Drug dealing in Cork City continues to represent a “big challenge” to gardaí, but the city’s top garda has vowed to continue to target the individuals who are “destroying our communities”.
Chief Superintendent Tom Myers made the comments at a meeting of the Cork City Joint Policing Committee (JPC) yesterday following concerns expressed regarding the visibility of drugs in the city centre.
Fianna Fáil councillor Colm Kelleher told the meeting he witnessed open drug taking in the city centre on Sunday afternoon outside a premises on Patrick Street.
Mr Kelleher expressed sympathy for those with drug problems but said additional gardaí are needed to more effectively police the city centre.
“In fairness to the Chief Superintendent, ye are doing an exemplary job with the resources ye have to hand, but we do need to press the issue to the [Garda] Commissioner that we do need our fair share of allocation of gardaí down here,” he said.

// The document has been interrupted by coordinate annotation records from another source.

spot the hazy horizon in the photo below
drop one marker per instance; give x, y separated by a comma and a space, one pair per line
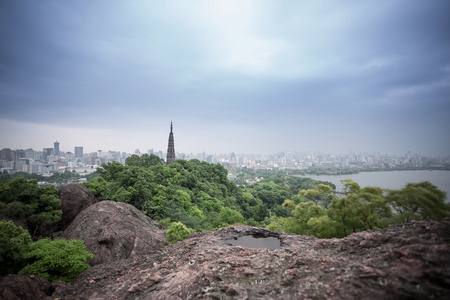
233, 76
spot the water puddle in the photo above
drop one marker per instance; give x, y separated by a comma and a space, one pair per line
256, 242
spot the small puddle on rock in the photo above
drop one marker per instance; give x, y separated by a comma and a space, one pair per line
256, 242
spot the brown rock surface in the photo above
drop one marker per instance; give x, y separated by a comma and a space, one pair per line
409, 261
74, 199
114, 230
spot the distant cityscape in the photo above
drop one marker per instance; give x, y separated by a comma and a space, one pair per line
53, 160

Mr Kelleher, who has been steadfast in his support of a supervised injection centre (SIF) for Cork City, said his faith in the idea was further solidified following a recent visit to a city in the state of New York.
“When I was in the States a week ago, I spoke with the Mayor of Rochester, they have a supervised injection facility in Rochester in Upstate New York, and since it was delivered they’ve seen an 84%-85% reduction in open drug use within their city,” he said.
“The proof is in the pudding. They do work.”
Concerns around open drug taking were also expressed by Labour councillor John Maher who said some elderly people are now “fearful” of coming into the city centre.
Chief Supt Myers said drugs continue to represent a “big challenge” for gardaí.
“We have 110 people detected with drugs already around the city so far this year [January and February],” he said.
“We have arrested 35 people for possession of drugs for sale or supply, but quite clearly we’re not doing enough.
“There are drugs in every corner of the city now.
“Unfortunately, that’s the world we’re living in, but I can give you a commitment that we will continue to target those who are destroying our communities really in relation to drug trafficking and drug dealing around the city.”
Chief Supt Myers agreed that the idea of a SIF for the city, previously raised at JPC meetings, should “stay on the agenda”.
Cork City Council chief executive Ann Doherty suggested that a meeting could be sought with the Minister of State at the Department of Health, Hildegarde Naughton, with a view to progressing the matter.